A study published in Personality and Social Psychology Bulletin by a group of researchers from Harvard Business School analyzed the data of over four thousand millionaires, trying to understand if and how much money really influenced their well-being. The results have the flavor of those truths that you prefer not to hear: only above eight million dollars of net worth do you begin to notice an appreciable difference in happiness levels, and even then the difference is modest. Below that threshold, having more changes very little. The mechanism even applies to those with enormous assets: the more it accumulates, the further the goal moves. It’s one of those discoveries that make you laugh bitterly.
The same study found an even more interesting detail: millionaires who earned their wealth through work were moderately happier than those who inherited it. Satisfaction, therefore, has to do with the journey and the sense of building something, much more than with the number on the account. A distinction that Aristotle would probably have appreciated.
On the professional front the situation is equally revealing. A survey published in 2025 of more than seven thousand doctors found that nearly 45% were experiencing burnout. Among lawyers, one in five has a serious problem with alcohol and more than one in four shows depressive symptoms. Among dentists, more than half are at medium or high risk of depression. Professions that in the collective imagination represent the arrival, the definitive settlement, the “I made it”. Yet, behind that veneer of respectability lies a malaise that no end-of-year bonus can completely cover.
The human brain sabotages happiness for a specific reason
The brain wasn’t built to make us happy: it was built to keep us alive. From an evolutionary point of view, dissatisfaction was a very powerful survival tool. Our easily satisfied ancestors risked finding themselves without supplies during the winter. Those who continued to worry, to accumulate, to imagine worse scenarios were the ones who survived. That same tendency still lives on in the modern brain today, even when the only real threat is the shopping cart that doesn’t close properly.
This means that waiting for happiness to come on its own is like waiting for the garden to water itself: theoretically it could rain, but it would be better not to count on it too much. Mindfulness and daily gratitude, practices that sound a bit like a motivational poster, we know, but they really work, serve exactly this: to counteract the brain’s natural tendency to dwell on what is missing, on what could go wrong, on what others have and we don’t.
Then there are the relationships. The longest study on happiness ever conducted (decades of research, generations of people followed over time) has demonstrated only one thing with disarming clarity: deep emotional bonds are the factor that most of all determines health and well-being. Sacrificing them on the altar of your career is one of the most common and costly mistakes that exist, and you usually understand it in a quiet moment, looking at the ceiling at two in the morning, when the goals achieved make less noise than you hoped.

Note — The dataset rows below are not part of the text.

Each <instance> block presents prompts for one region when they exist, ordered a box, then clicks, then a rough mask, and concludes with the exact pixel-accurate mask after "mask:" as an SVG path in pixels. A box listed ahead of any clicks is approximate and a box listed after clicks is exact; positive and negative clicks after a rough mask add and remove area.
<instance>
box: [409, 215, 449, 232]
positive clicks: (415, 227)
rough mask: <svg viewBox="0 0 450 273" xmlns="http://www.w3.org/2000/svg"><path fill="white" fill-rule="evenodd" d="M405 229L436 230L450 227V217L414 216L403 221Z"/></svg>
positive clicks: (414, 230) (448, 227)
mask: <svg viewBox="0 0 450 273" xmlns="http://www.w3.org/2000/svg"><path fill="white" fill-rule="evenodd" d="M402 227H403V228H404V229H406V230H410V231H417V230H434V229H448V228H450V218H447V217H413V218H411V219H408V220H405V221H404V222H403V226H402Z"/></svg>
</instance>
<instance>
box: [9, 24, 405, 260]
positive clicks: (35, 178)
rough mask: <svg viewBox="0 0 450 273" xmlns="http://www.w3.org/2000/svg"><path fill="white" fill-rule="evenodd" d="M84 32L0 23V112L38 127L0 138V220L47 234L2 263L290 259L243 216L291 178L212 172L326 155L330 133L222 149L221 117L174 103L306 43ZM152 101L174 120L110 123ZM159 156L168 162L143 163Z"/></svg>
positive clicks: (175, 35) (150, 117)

Then there is a last element, perhaps the most uncomfortable: happiness coexists with pain, always. The dream house brings with it unexpected infiltrations and mortgage payments at the worst times. The loved one is also the one with whom you argue the most fiercely. Children are an inexhaustible source of tenderness, but also of constant worry, the kind that nestles in the stomach and doesn’t go away completely even when everything is going well. No significant achievement comes without its specific weight. Recognizing this is having a more honest view of what it really means to feel good and stopping chasing a version of happiness that doesn’t exist outside of life insurance ads.
Chasing success and economic stability makes all the sense in the world. The problem arises when they transform into substitutes for happiness instead of tools for building it. The price of happiness is paid with the care of relationships, with presence, with the ability to go through difficulties without dissolving and with the clarity of understanding that the goal is not out there, somewhere, waiting to be reached. It’s already here, hidden in the things we tend to take for granted until they are missing.